Time for language


As long as I keep pouring hard enough,
I can swim a little bit.
I never go too far from the side,
Otherwise my panic won't be inhibited.

The best part is, I feel some ground under my feet.
They... who completely avoid water, know what I mean.

I keep myself floating, but really don't ask me how.
Always fighting, not to drown makes me sad
and unimaginably tired.

I'm just comparing it to swimming,
because that's how I have to experience my laaggeletterdheid unfortunately.
I can float, I can float,
but I can't even get a nice full throttle.

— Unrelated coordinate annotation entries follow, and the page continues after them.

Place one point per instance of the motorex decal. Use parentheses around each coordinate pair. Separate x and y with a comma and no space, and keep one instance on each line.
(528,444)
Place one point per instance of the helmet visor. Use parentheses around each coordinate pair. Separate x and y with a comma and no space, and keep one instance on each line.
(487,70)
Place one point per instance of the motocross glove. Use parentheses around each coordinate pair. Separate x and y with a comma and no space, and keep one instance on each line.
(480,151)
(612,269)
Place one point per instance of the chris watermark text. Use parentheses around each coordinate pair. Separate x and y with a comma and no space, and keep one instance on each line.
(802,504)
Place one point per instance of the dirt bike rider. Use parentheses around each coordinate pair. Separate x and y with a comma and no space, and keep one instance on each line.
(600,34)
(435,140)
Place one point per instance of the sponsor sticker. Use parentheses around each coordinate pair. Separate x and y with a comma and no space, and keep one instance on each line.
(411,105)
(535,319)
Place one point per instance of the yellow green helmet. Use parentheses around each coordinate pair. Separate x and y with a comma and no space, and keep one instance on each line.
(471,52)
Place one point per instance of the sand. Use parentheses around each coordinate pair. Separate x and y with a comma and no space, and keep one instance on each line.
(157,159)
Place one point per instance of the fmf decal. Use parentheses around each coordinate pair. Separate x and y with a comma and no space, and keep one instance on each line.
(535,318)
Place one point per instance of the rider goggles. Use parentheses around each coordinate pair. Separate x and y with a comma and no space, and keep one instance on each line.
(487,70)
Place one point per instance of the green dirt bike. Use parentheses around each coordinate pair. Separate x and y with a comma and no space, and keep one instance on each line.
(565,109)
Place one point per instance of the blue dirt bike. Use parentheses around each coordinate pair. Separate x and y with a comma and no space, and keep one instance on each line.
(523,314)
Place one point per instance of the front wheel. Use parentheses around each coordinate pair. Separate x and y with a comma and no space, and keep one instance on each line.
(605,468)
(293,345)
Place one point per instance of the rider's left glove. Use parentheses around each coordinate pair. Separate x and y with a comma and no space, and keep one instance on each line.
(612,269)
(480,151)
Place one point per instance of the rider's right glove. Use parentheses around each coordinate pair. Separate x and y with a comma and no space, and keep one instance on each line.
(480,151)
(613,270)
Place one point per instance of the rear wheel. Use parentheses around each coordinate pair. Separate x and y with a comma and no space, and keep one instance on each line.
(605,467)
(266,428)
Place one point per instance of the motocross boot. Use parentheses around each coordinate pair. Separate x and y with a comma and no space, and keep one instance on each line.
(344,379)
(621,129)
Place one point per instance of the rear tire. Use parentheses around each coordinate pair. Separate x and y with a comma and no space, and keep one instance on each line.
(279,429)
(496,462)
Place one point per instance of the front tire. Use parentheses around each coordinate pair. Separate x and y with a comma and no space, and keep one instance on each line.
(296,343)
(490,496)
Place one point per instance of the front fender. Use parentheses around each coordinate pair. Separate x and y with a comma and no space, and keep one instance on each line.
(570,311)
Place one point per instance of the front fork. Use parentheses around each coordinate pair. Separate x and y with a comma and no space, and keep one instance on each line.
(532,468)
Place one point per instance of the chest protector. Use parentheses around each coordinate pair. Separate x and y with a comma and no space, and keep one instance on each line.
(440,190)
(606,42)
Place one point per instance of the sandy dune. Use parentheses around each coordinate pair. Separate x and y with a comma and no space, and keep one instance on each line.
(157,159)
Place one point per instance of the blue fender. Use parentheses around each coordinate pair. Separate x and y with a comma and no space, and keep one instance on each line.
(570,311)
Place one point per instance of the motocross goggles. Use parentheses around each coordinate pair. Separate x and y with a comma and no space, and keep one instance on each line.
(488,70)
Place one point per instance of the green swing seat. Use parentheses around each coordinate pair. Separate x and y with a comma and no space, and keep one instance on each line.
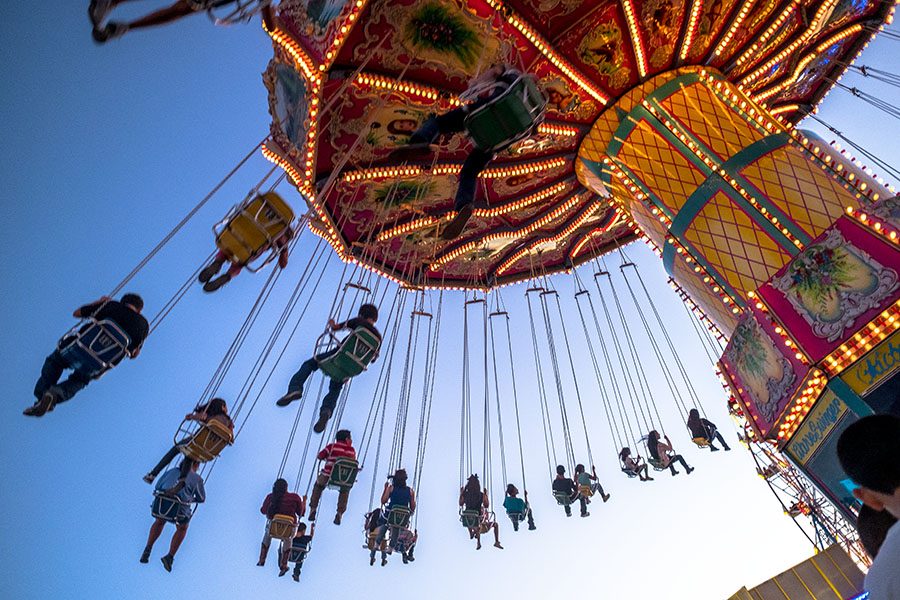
(508,118)
(470,518)
(398,516)
(343,474)
(352,356)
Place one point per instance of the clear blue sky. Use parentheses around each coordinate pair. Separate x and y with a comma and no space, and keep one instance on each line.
(104,149)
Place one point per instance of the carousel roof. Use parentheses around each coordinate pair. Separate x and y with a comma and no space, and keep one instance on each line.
(351,79)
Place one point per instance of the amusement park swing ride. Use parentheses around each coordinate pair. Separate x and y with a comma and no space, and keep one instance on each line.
(672,122)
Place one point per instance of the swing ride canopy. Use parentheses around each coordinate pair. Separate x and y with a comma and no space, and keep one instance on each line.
(351,80)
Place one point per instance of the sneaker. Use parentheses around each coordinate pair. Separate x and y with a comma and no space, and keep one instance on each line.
(214,284)
(455,227)
(98,11)
(110,31)
(42,406)
(320,425)
(289,397)
(208,271)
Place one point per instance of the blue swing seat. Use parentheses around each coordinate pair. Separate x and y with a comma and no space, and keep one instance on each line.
(398,516)
(166,508)
(96,348)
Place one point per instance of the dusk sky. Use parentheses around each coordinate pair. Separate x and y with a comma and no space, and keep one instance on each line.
(105,149)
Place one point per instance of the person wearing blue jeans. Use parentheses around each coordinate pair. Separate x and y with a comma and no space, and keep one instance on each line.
(51,371)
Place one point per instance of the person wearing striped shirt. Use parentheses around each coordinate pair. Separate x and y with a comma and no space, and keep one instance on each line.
(341,448)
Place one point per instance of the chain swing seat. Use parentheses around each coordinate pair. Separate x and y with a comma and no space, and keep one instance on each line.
(202,442)
(701,442)
(398,516)
(510,117)
(283,527)
(343,474)
(166,507)
(343,359)
(250,229)
(95,348)
(563,498)
(470,518)
(518,515)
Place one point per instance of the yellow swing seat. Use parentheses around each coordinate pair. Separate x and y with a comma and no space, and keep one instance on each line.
(251,228)
(206,443)
(563,498)
(282,527)
(343,474)
(470,518)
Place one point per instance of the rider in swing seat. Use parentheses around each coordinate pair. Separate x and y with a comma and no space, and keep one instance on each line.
(214,410)
(260,225)
(518,509)
(342,448)
(588,484)
(472,498)
(564,489)
(280,502)
(368,314)
(635,466)
(664,455)
(396,495)
(124,313)
(705,431)
(192,492)
(452,122)
(99,10)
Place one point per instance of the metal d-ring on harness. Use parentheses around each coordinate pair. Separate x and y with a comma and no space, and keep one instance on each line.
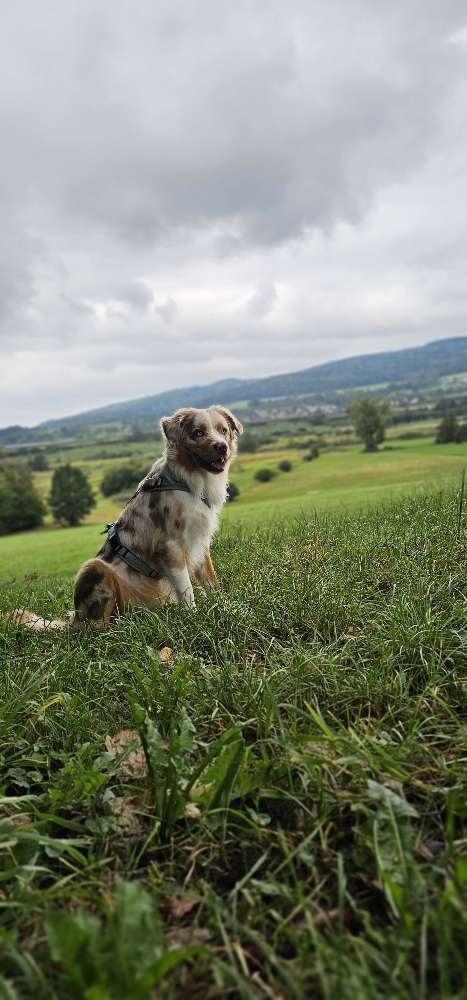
(155,483)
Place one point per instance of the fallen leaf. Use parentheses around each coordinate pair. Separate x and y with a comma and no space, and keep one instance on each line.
(181,937)
(165,654)
(179,906)
(22,617)
(123,808)
(134,765)
(192,811)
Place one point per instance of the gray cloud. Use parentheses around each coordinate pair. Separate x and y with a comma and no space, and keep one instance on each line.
(173,175)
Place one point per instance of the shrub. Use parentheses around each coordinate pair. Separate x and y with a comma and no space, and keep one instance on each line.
(232,492)
(264,475)
(71,496)
(311,454)
(20,506)
(39,463)
(122,477)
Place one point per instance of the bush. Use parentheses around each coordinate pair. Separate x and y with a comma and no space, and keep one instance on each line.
(232,492)
(264,475)
(122,477)
(21,507)
(71,496)
(38,463)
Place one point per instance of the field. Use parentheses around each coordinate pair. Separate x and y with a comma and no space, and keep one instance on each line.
(293,821)
(343,478)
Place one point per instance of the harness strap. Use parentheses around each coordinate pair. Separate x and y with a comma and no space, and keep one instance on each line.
(164,483)
(128,556)
(155,483)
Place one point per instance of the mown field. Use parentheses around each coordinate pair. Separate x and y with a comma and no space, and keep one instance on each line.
(342,478)
(293,821)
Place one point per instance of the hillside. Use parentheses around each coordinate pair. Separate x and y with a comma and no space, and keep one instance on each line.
(291,822)
(410,368)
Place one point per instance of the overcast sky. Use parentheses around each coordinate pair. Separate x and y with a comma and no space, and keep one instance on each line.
(203,189)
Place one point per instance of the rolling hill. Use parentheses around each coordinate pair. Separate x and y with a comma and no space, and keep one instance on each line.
(412,368)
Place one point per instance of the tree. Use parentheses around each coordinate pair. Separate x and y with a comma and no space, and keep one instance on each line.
(264,475)
(369,417)
(448,429)
(232,492)
(20,506)
(39,463)
(71,496)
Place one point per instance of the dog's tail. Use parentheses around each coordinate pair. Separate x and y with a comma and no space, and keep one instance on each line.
(22,617)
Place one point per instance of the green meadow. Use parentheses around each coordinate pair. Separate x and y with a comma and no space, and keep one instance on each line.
(342,478)
(289,816)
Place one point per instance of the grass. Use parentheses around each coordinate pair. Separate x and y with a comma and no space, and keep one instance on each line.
(343,479)
(312,719)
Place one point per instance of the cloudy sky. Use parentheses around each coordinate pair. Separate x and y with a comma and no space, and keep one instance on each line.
(202,189)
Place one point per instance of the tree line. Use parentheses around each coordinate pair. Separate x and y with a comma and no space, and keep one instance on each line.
(21,507)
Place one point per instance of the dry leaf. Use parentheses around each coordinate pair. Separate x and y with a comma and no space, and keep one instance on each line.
(166,654)
(181,937)
(179,906)
(123,807)
(21,617)
(134,765)
(192,811)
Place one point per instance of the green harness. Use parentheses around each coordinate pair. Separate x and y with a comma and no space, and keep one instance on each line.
(120,550)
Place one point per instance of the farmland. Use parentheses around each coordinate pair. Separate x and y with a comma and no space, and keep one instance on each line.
(293,823)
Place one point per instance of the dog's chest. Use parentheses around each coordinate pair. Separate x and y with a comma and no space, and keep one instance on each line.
(200,525)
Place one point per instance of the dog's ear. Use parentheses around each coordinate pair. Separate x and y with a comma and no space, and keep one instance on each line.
(171,427)
(232,420)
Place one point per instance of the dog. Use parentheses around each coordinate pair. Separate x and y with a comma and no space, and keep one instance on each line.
(161,539)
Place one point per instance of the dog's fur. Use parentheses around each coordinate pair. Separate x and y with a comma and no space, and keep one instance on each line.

I wish I could write the way I talk.
I wish I could read what's written there.

In the supermarket I look a lot at the pictures
and a credit credits go way too fast for me.
Manuals and/or instructions for use,
are for me a disaster, really where they are a riot.

I can hide my “lack” for years and still very well,
Yet I see no reason to praise myself in this.

I'm ashamed and I'm not buying it,
But you know, I don't want to hide anymore, and that gives hope.

I don't want to lie anymore and say I forgot my glasses.
No, I don't want it anymore. It's gnawing at my conscience.


I don't want to go to the neighbor all the time,
It doesn't feel right anymore, it doesn't feel good anymore.
I no longer want to float, float and be dependent.

I want to swim in that big, wild sea,
and even though that seems almost unattainable to me...
I refuse to hide any longer,
I, too, have rights and therefore a place in our society.

by: a Voice of Thoughts www.angelienahuis.nl

#schrijven

Really 2,5 million laaggeletterden in the Netherlands?